Nieder mit der Repression! Einheitsfront der Arbeiterorganisationen, um die Demonstrationen zu verteidigen! Generalstreik, um die Regierung PT-PMDB zu besiegen!
Massendemonstrationen gegen die Erhöhung der Transportpreise
Am 6. Juni führte die Erhöhung der Preise für Busfahrkarten von 3,– auf 3,2 Real (1,05 bis 1,12 €) in São Paulo zu einer spontanen Versammlung von mehreren hundert Demonstranten. Sie wurde von der Militärpolizei mit großer Brutalität aufgelöst und unterdrückt, Dutzende Demonstranten erlitten Verletzungen. Dies war der Beginn einer Massenbewegung gegen die vom Kapitalismus erzeugte Armut und Korruption.

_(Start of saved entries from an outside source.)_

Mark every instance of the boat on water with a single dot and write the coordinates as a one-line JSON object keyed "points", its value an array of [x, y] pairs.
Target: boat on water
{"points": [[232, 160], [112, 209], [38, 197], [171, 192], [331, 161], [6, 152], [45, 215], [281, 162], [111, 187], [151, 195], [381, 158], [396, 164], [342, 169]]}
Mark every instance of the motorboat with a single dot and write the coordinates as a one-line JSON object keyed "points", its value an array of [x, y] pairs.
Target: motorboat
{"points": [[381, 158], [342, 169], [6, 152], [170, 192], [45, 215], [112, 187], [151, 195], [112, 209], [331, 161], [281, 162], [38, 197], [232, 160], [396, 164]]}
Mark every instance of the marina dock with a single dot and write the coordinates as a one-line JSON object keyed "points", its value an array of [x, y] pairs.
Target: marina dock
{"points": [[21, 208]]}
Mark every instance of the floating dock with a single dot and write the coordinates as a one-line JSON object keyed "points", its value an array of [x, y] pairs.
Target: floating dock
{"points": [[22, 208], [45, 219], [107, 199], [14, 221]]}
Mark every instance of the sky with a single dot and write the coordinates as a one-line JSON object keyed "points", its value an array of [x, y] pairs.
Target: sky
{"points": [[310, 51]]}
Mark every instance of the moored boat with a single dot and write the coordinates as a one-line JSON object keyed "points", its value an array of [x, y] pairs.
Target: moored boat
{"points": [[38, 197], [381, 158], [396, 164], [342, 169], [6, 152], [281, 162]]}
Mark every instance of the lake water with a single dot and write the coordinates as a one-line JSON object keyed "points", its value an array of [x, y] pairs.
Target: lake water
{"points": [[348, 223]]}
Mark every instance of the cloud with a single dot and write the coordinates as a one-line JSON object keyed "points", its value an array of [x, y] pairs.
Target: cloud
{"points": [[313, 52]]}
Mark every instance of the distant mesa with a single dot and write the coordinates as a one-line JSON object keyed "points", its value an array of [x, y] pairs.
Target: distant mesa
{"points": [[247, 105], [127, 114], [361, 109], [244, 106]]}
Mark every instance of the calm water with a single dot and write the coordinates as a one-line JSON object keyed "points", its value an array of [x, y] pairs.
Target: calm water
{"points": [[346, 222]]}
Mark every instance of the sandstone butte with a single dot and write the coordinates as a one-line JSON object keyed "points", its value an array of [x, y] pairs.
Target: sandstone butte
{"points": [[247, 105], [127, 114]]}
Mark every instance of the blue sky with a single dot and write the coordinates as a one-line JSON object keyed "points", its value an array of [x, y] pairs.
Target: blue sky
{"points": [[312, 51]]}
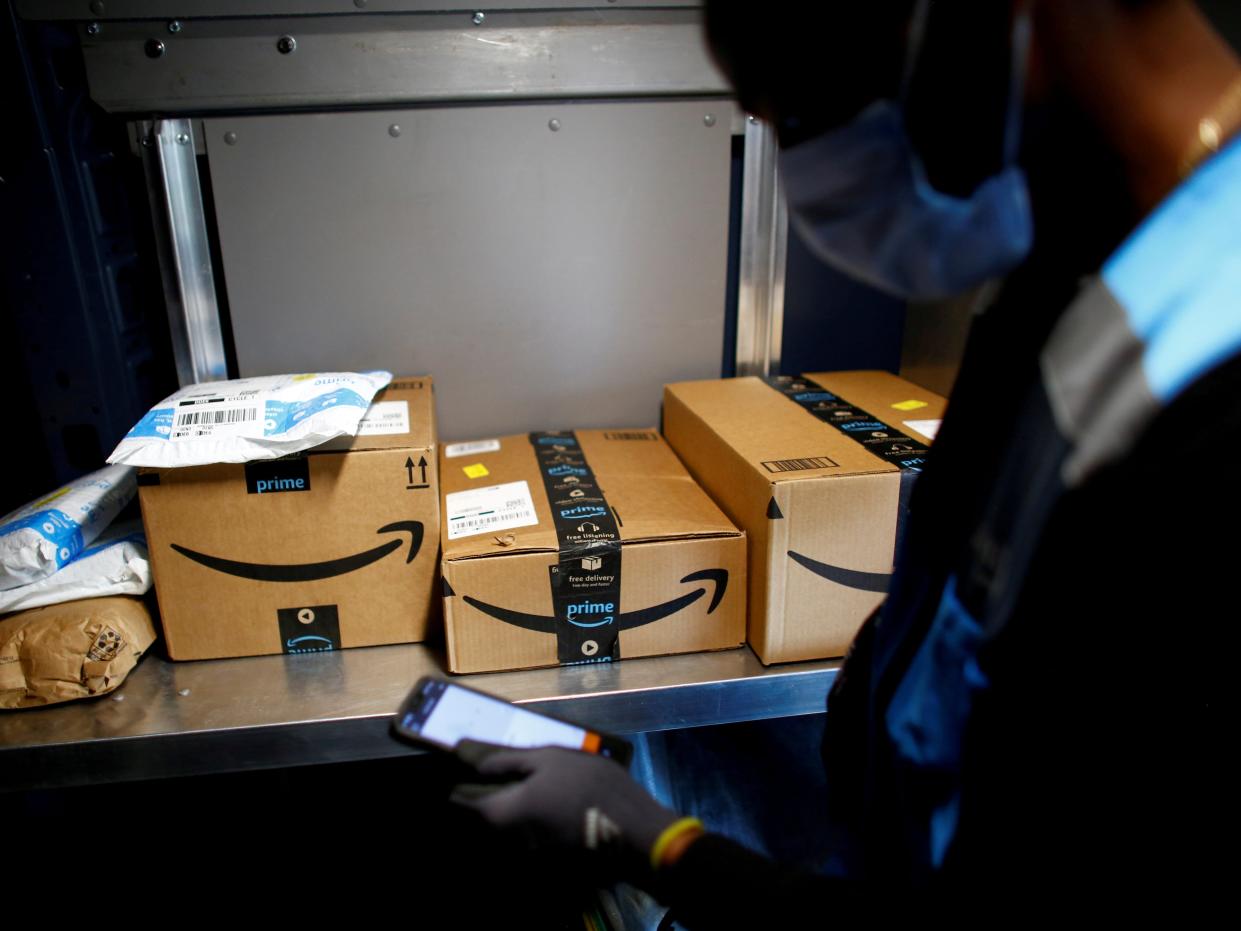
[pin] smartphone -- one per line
(442, 714)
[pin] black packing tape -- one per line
(866, 430)
(586, 579)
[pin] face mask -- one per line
(860, 200)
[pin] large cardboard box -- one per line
(815, 469)
(334, 548)
(583, 546)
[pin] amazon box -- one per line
(817, 471)
(334, 548)
(583, 546)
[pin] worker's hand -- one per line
(566, 800)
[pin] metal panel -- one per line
(340, 61)
(183, 10)
(171, 168)
(551, 265)
(181, 719)
(763, 243)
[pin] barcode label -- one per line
(237, 415)
(814, 462)
(479, 446)
(482, 510)
(206, 420)
(385, 417)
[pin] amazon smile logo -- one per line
(313, 571)
(623, 621)
(848, 577)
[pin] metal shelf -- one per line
(190, 719)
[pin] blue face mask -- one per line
(860, 200)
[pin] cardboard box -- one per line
(815, 471)
(334, 548)
(583, 548)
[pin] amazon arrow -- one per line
(848, 577)
(312, 571)
(627, 621)
(422, 467)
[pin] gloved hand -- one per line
(567, 800)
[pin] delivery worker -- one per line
(1035, 711)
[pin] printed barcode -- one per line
(484, 521)
(236, 415)
(814, 462)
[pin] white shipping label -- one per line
(216, 417)
(385, 417)
(479, 446)
(927, 428)
(484, 510)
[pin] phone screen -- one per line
(449, 714)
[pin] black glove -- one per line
(568, 801)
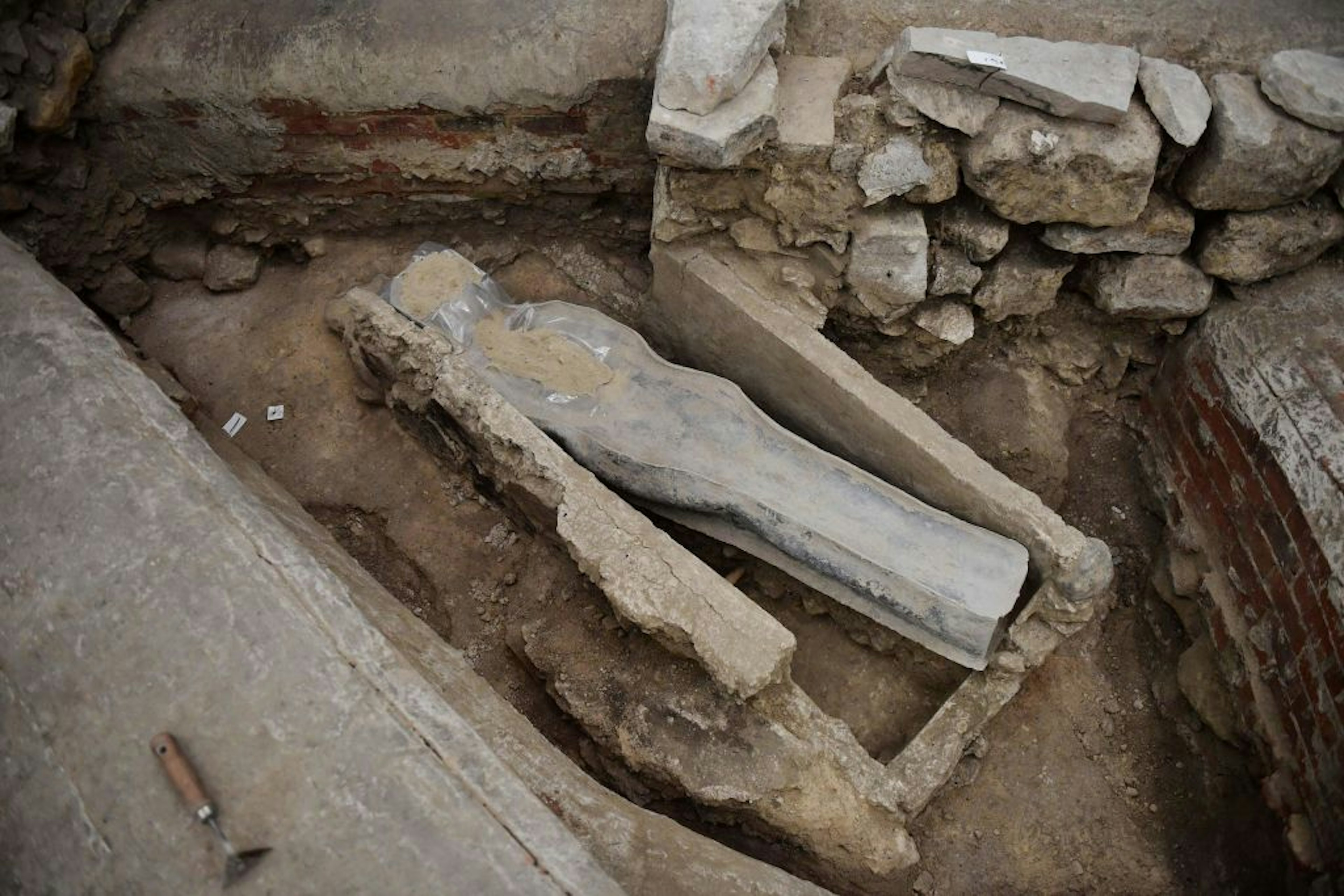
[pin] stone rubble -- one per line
(1244, 248)
(1256, 156)
(1164, 227)
(121, 292)
(889, 262)
(1176, 97)
(951, 105)
(1031, 167)
(1022, 281)
(712, 50)
(1147, 287)
(1070, 80)
(807, 97)
(894, 170)
(232, 268)
(1307, 85)
(723, 137)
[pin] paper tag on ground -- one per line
(991, 59)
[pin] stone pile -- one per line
(971, 176)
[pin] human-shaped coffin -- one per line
(693, 448)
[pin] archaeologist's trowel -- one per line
(185, 778)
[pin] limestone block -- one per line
(1307, 85)
(1256, 155)
(712, 49)
(725, 136)
(1070, 80)
(1031, 167)
(1148, 287)
(1022, 281)
(951, 105)
(889, 268)
(807, 97)
(894, 170)
(1163, 229)
(1249, 246)
(1178, 97)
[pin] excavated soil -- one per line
(1096, 778)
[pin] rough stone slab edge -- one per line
(315, 590)
(643, 851)
(763, 347)
(648, 578)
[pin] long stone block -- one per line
(1072, 80)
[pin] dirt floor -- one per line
(1096, 778)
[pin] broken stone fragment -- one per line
(940, 155)
(232, 268)
(953, 275)
(712, 50)
(1256, 155)
(951, 322)
(951, 105)
(894, 170)
(889, 261)
(181, 259)
(808, 91)
(1023, 281)
(1031, 167)
(723, 137)
(49, 108)
(1163, 229)
(1176, 97)
(1088, 81)
(1307, 85)
(1249, 246)
(1148, 287)
(121, 292)
(967, 225)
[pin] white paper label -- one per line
(991, 59)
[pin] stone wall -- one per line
(1248, 435)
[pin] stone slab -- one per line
(723, 137)
(808, 91)
(1072, 80)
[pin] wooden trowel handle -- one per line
(182, 776)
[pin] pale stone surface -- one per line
(232, 268)
(953, 275)
(808, 91)
(713, 49)
(1256, 155)
(889, 268)
(967, 225)
(1031, 167)
(1022, 281)
(1307, 85)
(723, 137)
(894, 170)
(1245, 248)
(951, 322)
(121, 292)
(648, 578)
(1164, 229)
(1176, 97)
(1148, 287)
(181, 257)
(940, 154)
(1088, 81)
(951, 105)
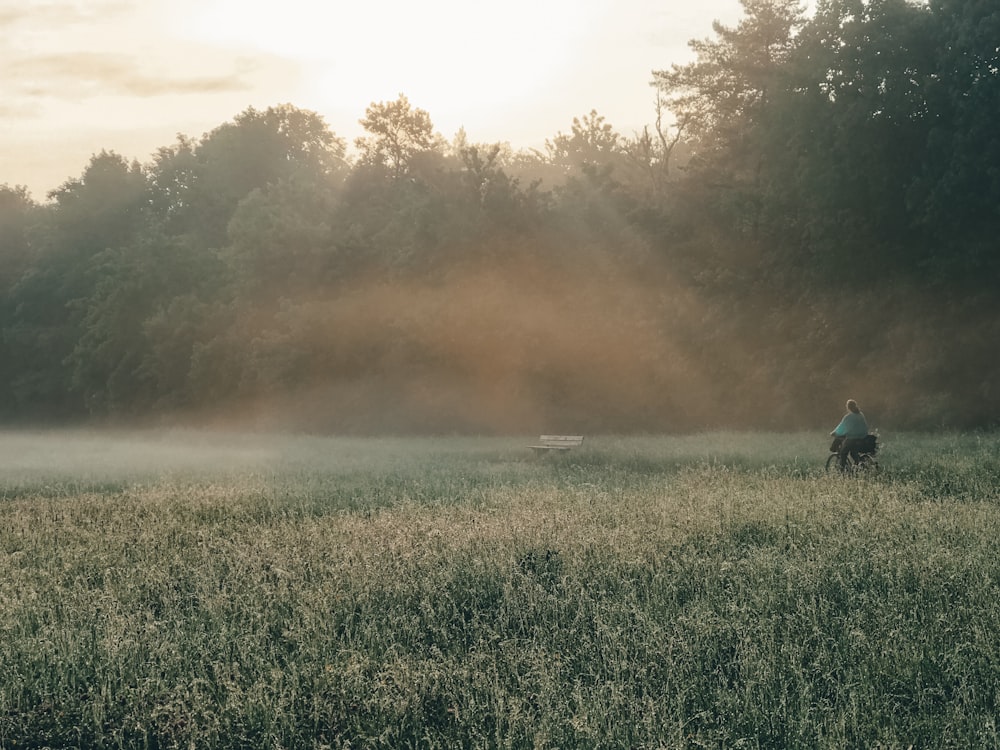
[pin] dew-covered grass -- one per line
(717, 590)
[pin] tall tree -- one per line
(398, 136)
(719, 100)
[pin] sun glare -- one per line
(449, 57)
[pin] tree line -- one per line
(813, 215)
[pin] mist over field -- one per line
(795, 229)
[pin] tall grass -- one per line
(710, 591)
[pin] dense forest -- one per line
(814, 215)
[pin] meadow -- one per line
(198, 590)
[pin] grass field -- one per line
(720, 590)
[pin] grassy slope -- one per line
(714, 590)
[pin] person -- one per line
(852, 431)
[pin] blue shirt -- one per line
(853, 425)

Aus Solidarität und mit den gleichen Beweggründen marschierten am 16. Juni Hunderttausende von Jugendlichen und Arbeitern durch die Straßen der großen Städte, um sich den Fahrpreiserhöhungen zu widersetzen. Am 17. Juni erlebten die anderen Städte, die von der Preissteigerung bei den öffentlichen Verkehrsmitteln betroffen waren, ebenfalls die Entstehung machtvoller Kundgebungen. Und trotz des Zurückweichens von Gouverneuren und Bürgermeistern, die am 19. Juni die Preiserhöhung für Transporttickets zurücknahmen – vor allem in den Städten, die von der regierenden Arbeiterpartei (PT) verwaltet werden – geriet die Bewegung schnell gewaltsam mit der Polizei aneinander, wenn sie sich vor Gebäuden des bürgerlichen Staates (Rathäuser, Parlament, Ministerien …) versammelte. Die Militärpolizei verhaftete Hunderte und verletzte Dutzende. Mehrere Demonstranten wurden getötet. Trotz der Repression nahm die Bewegung den Charakter einer Massenbewegung an und bringt am Donnerstag, 20. Juni, eine Million Demonstranten auf die Straßen.
Der Verein Movimento Passe Livre (Bewegung Freifahrt, MPL) war der Initiator der Kundgebungen in São Paulo. Mit dem Weltsozialforum verbunden, wurde die MPL im Jahr 2003 für den Nulltarif bei öffentlichen Transportmitteln gegründet. Sie funktioniert nach dem Vorbild der « Empörten » (Indignados), die Parteien und Gewerkschaften ablehnen und sich weigern, zwischen den sozialen Klassen Unterschiede zu machen. Aber die aktuelle Flutwelle von Protesten, auch wenn sie Studenten, Erwerbstätige, Arbeitslose und durch das Kapital verarmte Pseudo-Selbstständige in den Vorergrund rückt, bleibt eine Bewegung ohne politische Perspektive. Die Faschisten haben davon profitiert, indem sie militante Arbeiter, die bei den Protesten ihre Banner zeigten, attackierten. Faschisten und traditionelle bürgerliche Parteien ergriffen die Gelegenheit, um den Protesten eine nationalistische Färbung zu geben und ihre reaktionären Parolen gegen Abtreibung oder für die Todesstrafe zu verbreiten. Das spielte der Militärpolizei (mit ihren Provokateuren in Zivil) in die Hände, die mit Schlagstöcken, Tränengas und Gummigeschossen gegen die Demonstranten vorgeht. Die MPL mit ihrem pazifistisch-demokratischen Programm ist unfähig, die Erfüllung der Forderungen der Ausgebeuteten in Brasilien und den Schutz derjenigen, die demonstrieren, zu gewährleisten.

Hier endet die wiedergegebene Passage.